The premises of the riddle in both cases is that the host reveals a goat. There is no randomness. The fact that there was a chance the host might show a car doesn't matter. He showed a goat. The probability of the host showing a goat in both cases is 1.

I understand the math. I know what the op was trying to say. But they worded it wrong. The 2nd riddle is the same as the first.

[dllthomas]

There are two separate things here. First, the premise of the riddle. Second, the procedure of the game show (as fictionalized within the riddle).

If "... and shows you a goat" is a part of the procedure of the game show, there is additional information imparted by the host's selection compared to the situation where "... and shows you a goat" is an artifact of the particular play through the game that is being described in the riddle and the procedure by which that situation was arrived at did not incorporate knowledge of where the car was.

[skizm]

The question is phrased ad-hoc. We know the host picked a goat in both scenarios. Decision time. Do we switch or no? It didn't ask: "On an infinite timeline where the host might not always pick the goat, should we switch and if so when?" Which I think is what op was trying to say.

[dllthomas]

It matters why the host picked the goat. (Or, more precisely, what the odds were of him doing otherwise when he picked). That we're looking at a goat doesn't tell us everything.

Again, write the simulation. Either the switch strategy will win 2/3 of the time or 1/2 of the time, depending on how you write Monty. Only one of those approaches matches the results we saw IRL - Monty never revealed the car (so far as I'm aware) - but either is consistent with many phrasings of the question, and OP correctly specified the other case above.

[skizm]

you keep telling me to write a simulation. It won't matter. the code is the same for both questions since they are asking the same thing.

[dllthomas]

That's not true, but we'll pick it up under the code jayvanguard supplied.

[Cushman]

No. Even in the case of a single trial, it matters.
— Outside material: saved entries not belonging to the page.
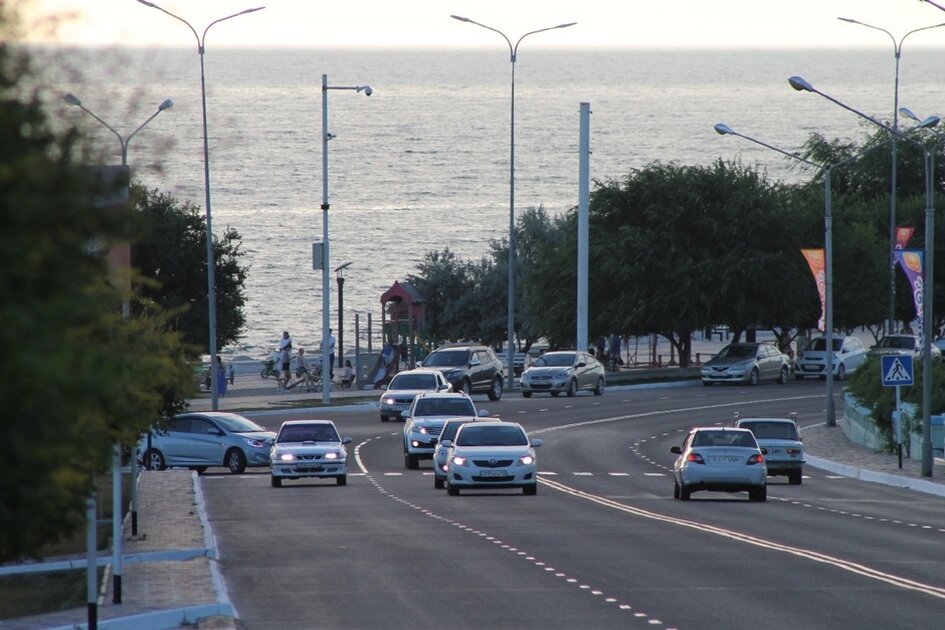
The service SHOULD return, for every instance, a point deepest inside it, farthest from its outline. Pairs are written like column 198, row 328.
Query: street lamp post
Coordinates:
column 897, row 51
column 513, row 52
column 326, row 286
column 211, row 281
column 800, row 84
If the host picks randomly, and the host picks a goat, and you switch, your odds of a car are 1/3, just as if you'd stuck. There's no point.

If the host always chooses a goat, and the host picks a goat, and you switch, your odds are 2/3 in favor of now having a car. You should always switch.

Intuition suggests this. Statistics proves it. If you implement this in software, you will see it happening to you in black and white, right before your eyes.

[dllthomas]

"If the host picks randomly, and the host picks a goat, and you switch, your odds of a car are 1/3, just as if you'd stuck. There's no point."

1/2, once you see the goat. One of 1/3, 2/3, and 1/2 beforehand, depending on what happens when Monty shows a car: whether you automatically win, automatically lose, or start over from the top, respectively.

[Cushman]

Right, to be clear, that's your total chance of walking away from the show with a car. Switching doesn't change it.

[dllthomas]

Right.

[Cushman]

> The probability of the host showing a goat in both cases is 1.

Are you familiar with the concept of prior probability? The premise of the meta-riddle is that both hosts showed a goat, but one host could have not shown a goat. So there must be a difference in the information conveyed by that goat.

Again, there isn't anything special about this problem, it's just how probabilities work. Respectfully-- there are a number of different people trying to explain this to you in different ways, and you can verify it on Wikipedia. Are you positive you do understand the math?